County's
Oldest Presbyterian Church Host to Throng From Near &
Afar
The
100th anniversary of the organization of
Pleasant Hill Presbyterian Church, on Highway 26 six miles
east of aris, was appropriately celebrated Sunday.
The
church was filled to overflowing when the meeting was
called to order at 10:30.
People
from Paris, Perry, Santa Fe, Mexico, Moberly, Shelbina and
other towns were in evidence as the crowd filed into the
house of worship.
From
nearly every car boxes and baskets of good things for the
dinner were produced and carried to tables that had been
set on the east side of the building. Practically every
person present had one or more relatives buried in the
nearby cemetery.
Mrs.
Belle Crutcher Peterson served as organist during the
rendition of hymns and special numbers.
A
song by a quartette from Paris, composed of J. T. Sproul,
Hugh Bridgford, Mrs. Robert Sproul, and Mrs. James
Threlkeld, was a program feature.
Eight
girls from the Pleasant Hill community—Mary Lindsey,
Lillian, Vivian and Ruby Bridgford, Frances and Leta
Blanche Scott and Dorothy Tipton, Frances and Isabel
Wills—also sang.
The
only preacher that has gone out from the Pleasant Hill
congregation during its century of history, Dr. C. F.
Richmond, was one of the speakers of the day. By a happy
coincidence the Paris church, of which he has been pastor
for a generation, was organized by Presbyterians from
Pleasant Hill.
The
opening address of the day was by Rev. T. M. Barbee, of
Mexico, present pastor of the historic church.
The
principal address of the day was by Rev. J. Orton Reavis,
of Nashville, Tenn., a Monroe county man who has attained
to national prominence and leadership in the Presbyterian
denomination.
A
program number of unusual interest was the reading of the
history Mrs. R. T. Vaughn had compiled from the records of
Pleasant Hill, from which history much of the matter in
this special Appeal edition was taken.
During
closing hour in the afternoon talks were made by A. T.

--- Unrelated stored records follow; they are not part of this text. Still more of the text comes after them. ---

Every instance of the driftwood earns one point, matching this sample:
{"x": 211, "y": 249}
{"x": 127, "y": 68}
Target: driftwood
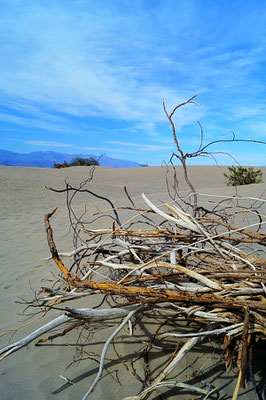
{"x": 185, "y": 263}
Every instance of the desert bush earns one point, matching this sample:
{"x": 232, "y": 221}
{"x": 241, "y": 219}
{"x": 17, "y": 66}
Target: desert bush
{"x": 78, "y": 161}
{"x": 243, "y": 176}
{"x": 59, "y": 166}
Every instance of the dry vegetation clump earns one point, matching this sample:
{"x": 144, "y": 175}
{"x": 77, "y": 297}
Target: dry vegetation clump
{"x": 183, "y": 264}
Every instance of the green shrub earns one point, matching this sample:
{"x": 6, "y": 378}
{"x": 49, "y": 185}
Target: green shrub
{"x": 243, "y": 176}
{"x": 78, "y": 161}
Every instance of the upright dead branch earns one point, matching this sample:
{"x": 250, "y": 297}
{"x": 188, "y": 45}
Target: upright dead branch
{"x": 190, "y": 275}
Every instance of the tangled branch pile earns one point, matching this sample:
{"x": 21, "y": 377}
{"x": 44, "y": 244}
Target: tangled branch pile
{"x": 165, "y": 262}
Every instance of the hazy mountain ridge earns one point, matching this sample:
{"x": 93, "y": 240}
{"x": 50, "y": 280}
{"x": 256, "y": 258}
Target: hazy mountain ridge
{"x": 46, "y": 159}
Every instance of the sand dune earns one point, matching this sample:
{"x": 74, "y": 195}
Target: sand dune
{"x": 34, "y": 373}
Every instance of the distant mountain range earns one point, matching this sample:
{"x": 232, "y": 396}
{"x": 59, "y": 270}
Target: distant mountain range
{"x": 46, "y": 159}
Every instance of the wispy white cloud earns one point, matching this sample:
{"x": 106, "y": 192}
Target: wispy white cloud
{"x": 47, "y": 144}
{"x": 73, "y": 69}
{"x": 140, "y": 147}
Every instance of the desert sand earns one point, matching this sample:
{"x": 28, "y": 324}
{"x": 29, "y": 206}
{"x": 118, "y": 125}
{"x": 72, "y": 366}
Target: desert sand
{"x": 34, "y": 372}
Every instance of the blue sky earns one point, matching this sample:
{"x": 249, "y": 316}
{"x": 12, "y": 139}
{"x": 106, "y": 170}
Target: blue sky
{"x": 81, "y": 76}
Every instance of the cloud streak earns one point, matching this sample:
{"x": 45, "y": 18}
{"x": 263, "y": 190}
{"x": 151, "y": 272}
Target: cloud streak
{"x": 72, "y": 69}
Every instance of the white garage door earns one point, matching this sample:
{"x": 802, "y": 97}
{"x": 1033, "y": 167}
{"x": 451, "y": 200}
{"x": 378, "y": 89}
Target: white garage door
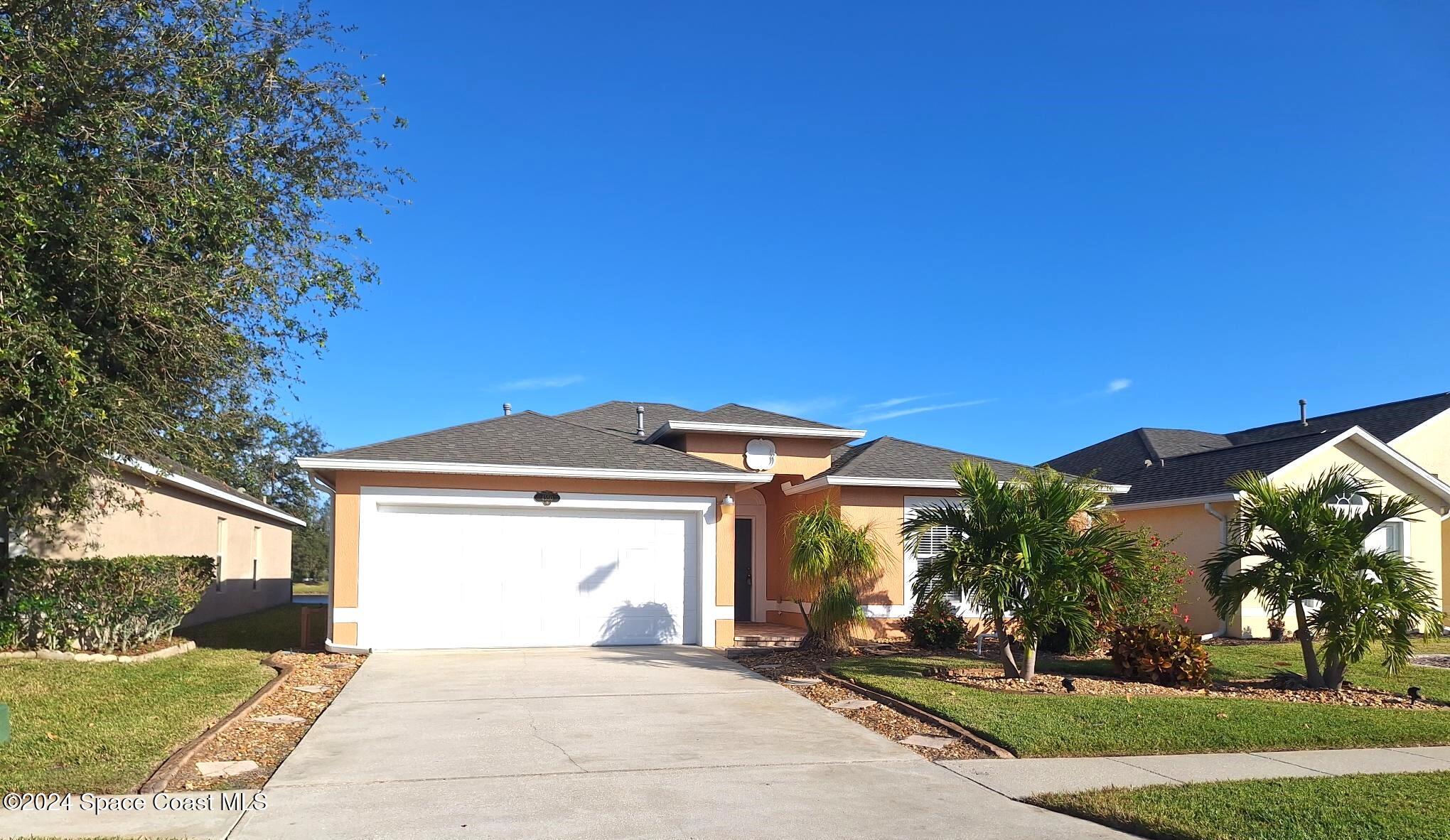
{"x": 467, "y": 576}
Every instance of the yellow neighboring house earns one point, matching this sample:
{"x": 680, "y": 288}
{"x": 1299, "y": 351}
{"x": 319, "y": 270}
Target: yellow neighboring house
{"x": 1178, "y": 483}
{"x": 185, "y": 512}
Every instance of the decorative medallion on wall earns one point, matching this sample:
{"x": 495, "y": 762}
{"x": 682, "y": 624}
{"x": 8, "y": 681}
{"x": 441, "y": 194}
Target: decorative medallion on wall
{"x": 760, "y": 454}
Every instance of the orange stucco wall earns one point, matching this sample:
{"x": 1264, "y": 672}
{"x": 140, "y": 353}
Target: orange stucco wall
{"x": 1197, "y": 536}
{"x": 174, "y": 521}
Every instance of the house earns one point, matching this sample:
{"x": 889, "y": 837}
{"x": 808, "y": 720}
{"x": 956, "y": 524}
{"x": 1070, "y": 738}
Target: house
{"x": 185, "y": 512}
{"x": 1178, "y": 482}
{"x": 615, "y": 524}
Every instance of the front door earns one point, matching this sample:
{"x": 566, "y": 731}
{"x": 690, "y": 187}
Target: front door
{"x": 744, "y": 561}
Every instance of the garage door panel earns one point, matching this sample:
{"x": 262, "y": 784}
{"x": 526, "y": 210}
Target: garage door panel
{"x": 443, "y": 576}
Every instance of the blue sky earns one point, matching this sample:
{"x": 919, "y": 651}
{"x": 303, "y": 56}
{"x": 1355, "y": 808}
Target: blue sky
{"x": 1005, "y": 230}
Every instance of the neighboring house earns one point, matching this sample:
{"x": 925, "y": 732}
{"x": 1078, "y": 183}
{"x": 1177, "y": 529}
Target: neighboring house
{"x": 186, "y": 512}
{"x": 1178, "y": 482}
{"x": 617, "y": 524}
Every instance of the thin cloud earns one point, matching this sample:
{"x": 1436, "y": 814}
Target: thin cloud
{"x": 918, "y": 409}
{"x": 541, "y": 382}
{"x": 801, "y": 406}
{"x": 892, "y": 402}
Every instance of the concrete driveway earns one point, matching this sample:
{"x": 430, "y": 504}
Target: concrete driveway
{"x": 608, "y": 742}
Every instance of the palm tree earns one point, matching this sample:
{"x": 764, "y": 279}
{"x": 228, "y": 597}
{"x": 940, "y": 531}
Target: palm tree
{"x": 1310, "y": 544}
{"x": 831, "y": 562}
{"x": 1033, "y": 550}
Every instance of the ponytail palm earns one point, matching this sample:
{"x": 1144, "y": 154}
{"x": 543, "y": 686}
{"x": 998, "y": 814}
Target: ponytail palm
{"x": 1309, "y": 544}
{"x": 1034, "y": 550}
{"x": 831, "y": 562}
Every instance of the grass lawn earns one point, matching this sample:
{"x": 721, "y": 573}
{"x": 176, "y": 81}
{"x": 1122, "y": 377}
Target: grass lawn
{"x": 1111, "y": 726}
{"x": 319, "y": 588}
{"x": 104, "y": 727}
{"x": 1397, "y": 806}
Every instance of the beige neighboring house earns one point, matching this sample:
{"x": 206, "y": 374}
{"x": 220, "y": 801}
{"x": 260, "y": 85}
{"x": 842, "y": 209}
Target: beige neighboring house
{"x": 186, "y": 512}
{"x": 1178, "y": 483}
{"x": 615, "y": 524}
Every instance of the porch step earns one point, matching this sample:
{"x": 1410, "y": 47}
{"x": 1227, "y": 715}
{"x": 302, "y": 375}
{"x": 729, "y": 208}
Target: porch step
{"x": 768, "y": 635}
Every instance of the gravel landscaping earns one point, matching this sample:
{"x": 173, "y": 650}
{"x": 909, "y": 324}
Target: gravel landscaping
{"x": 267, "y": 743}
{"x": 876, "y": 717}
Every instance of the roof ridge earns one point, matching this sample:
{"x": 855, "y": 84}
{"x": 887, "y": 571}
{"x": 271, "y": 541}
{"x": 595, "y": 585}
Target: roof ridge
{"x": 640, "y": 441}
{"x": 1319, "y": 418}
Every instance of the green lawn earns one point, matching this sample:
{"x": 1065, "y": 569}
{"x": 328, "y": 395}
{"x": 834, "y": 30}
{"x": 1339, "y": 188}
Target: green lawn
{"x": 1397, "y": 806}
{"x": 104, "y": 727}
{"x": 319, "y": 588}
{"x": 1112, "y": 726}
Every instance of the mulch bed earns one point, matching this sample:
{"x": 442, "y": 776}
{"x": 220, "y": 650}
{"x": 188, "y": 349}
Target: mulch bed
{"x": 879, "y": 718}
{"x": 269, "y": 745}
{"x": 1284, "y": 689}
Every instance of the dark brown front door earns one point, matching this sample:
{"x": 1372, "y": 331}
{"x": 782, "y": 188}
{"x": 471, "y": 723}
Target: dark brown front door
{"x": 744, "y": 579}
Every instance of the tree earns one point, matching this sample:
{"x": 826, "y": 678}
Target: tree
{"x": 829, "y": 564}
{"x": 1307, "y": 543}
{"x": 168, "y": 171}
{"x": 1033, "y": 554}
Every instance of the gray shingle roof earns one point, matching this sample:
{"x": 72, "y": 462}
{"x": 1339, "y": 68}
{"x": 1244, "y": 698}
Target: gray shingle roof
{"x": 620, "y": 415}
{"x": 896, "y": 459}
{"x": 534, "y": 440}
{"x": 1188, "y": 463}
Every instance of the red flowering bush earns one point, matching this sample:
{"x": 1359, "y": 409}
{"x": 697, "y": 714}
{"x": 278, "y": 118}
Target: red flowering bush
{"x": 1147, "y": 591}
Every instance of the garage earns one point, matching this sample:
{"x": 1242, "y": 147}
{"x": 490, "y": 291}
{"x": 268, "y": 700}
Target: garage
{"x": 456, "y": 569}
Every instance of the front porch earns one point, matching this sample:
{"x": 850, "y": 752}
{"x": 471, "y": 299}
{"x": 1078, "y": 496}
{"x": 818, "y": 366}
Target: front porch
{"x": 768, "y": 635}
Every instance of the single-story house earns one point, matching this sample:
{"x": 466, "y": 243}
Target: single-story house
{"x": 1178, "y": 483}
{"x": 615, "y": 524}
{"x": 185, "y": 512}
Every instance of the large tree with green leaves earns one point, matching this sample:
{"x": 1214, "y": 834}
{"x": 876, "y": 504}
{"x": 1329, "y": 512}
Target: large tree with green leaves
{"x": 1306, "y": 544}
{"x": 831, "y": 562}
{"x": 168, "y": 178}
{"x": 1033, "y": 554}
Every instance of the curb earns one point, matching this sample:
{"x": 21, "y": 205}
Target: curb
{"x": 178, "y": 759}
{"x": 920, "y": 714}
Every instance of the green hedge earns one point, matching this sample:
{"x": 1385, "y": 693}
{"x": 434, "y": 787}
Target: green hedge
{"x": 103, "y": 604}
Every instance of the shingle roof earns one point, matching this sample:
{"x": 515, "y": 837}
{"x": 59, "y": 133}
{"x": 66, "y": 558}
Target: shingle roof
{"x": 621, "y": 416}
{"x": 534, "y": 440}
{"x": 896, "y": 459}
{"x": 733, "y": 412}
{"x": 1186, "y": 463}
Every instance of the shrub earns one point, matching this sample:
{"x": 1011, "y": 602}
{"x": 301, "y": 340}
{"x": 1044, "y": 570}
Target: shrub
{"x": 103, "y": 604}
{"x": 934, "y": 625}
{"x": 1147, "y": 592}
{"x": 1162, "y": 653}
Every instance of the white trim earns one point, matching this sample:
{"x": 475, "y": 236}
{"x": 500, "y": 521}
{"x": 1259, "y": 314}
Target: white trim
{"x": 205, "y": 489}
{"x": 1176, "y": 502}
{"x": 705, "y": 510}
{"x": 924, "y": 483}
{"x": 672, "y": 427}
{"x": 1384, "y": 450}
{"x": 449, "y": 468}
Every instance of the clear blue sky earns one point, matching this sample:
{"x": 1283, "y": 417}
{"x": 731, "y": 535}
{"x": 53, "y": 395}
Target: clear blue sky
{"x": 1048, "y": 225}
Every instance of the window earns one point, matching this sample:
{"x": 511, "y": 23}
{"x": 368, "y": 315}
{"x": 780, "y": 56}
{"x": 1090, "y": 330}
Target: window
{"x": 221, "y": 550}
{"x": 257, "y": 551}
{"x": 1390, "y": 537}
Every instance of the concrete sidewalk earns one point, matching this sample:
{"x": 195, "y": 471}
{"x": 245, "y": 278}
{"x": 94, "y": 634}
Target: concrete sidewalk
{"x": 1026, "y": 778}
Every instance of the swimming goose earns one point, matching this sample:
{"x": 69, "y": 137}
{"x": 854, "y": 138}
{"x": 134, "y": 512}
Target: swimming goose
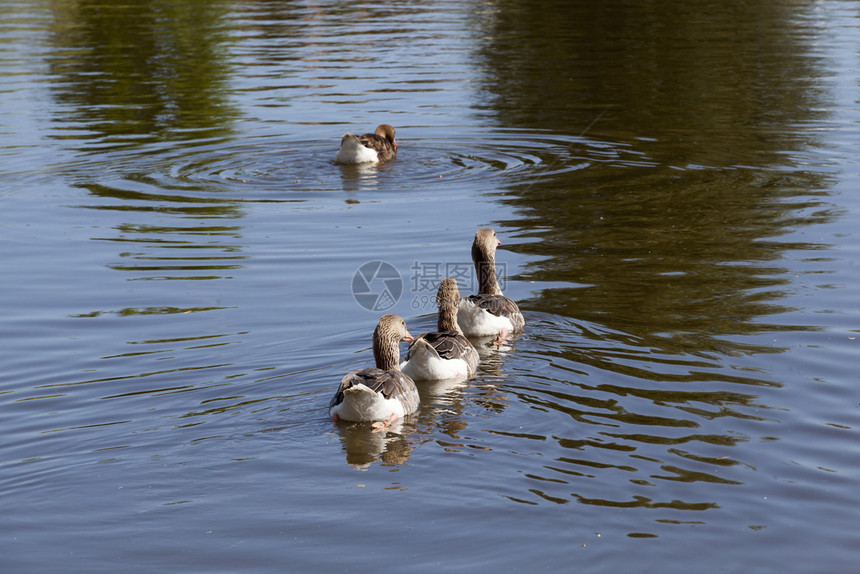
{"x": 378, "y": 146}
{"x": 445, "y": 353}
{"x": 489, "y": 312}
{"x": 382, "y": 393}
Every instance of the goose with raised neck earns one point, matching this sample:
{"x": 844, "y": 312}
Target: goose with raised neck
{"x": 445, "y": 353}
{"x": 366, "y": 148}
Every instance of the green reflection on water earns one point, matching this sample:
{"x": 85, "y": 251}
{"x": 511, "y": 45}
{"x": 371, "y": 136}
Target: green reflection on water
{"x": 682, "y": 249}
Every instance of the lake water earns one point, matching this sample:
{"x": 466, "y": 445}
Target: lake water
{"x": 676, "y": 191}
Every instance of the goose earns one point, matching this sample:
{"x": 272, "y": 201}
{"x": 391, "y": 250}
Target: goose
{"x": 445, "y": 353}
{"x": 382, "y": 393}
{"x": 378, "y": 146}
{"x": 489, "y": 312}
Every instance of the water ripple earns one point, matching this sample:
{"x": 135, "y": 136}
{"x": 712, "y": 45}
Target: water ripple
{"x": 279, "y": 169}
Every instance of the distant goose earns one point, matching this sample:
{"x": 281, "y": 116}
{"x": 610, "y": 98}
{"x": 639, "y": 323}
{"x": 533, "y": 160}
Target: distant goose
{"x": 489, "y": 312}
{"x": 382, "y": 393}
{"x": 445, "y": 353}
{"x": 378, "y": 146}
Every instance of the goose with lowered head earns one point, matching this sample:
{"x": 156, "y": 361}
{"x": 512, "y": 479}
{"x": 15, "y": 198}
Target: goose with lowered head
{"x": 382, "y": 394}
{"x": 375, "y": 147}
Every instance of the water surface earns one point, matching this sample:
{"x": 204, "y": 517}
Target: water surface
{"x": 675, "y": 190}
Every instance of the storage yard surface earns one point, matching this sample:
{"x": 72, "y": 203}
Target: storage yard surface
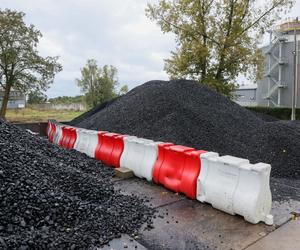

Stuart and Senator Whitecotton, of Paris, and George
Trimble, of South Fork.
The
Pleasant Hill community was the original home of the
McKameys, the Bridgord, the Vaughns, the Smitheys, the
Nugents, the McGees, the Murphys and the Sprouls. The
hundreds of names published elsewhere in this paper, all
taken from markers and monuments in Pleasant Hill’s city
of the dead, gives a fair idea of the families on which
the community has held special ties during the last
hundred years.
A
remarkable thing in connection with the Sunday’s
exercises was the reading of letters from Rev. L. P.
Bowen, aged 96 years, a former pastor, and one from Mrs.
Popham, aged 94 years. Rev. Bowen was a former and his
home is now in Berlin Maryland. He also wrote the special
Centenniel song that was sung. Mrs. Popham now lives in
Montana but retains her membership at Pleasant Hill.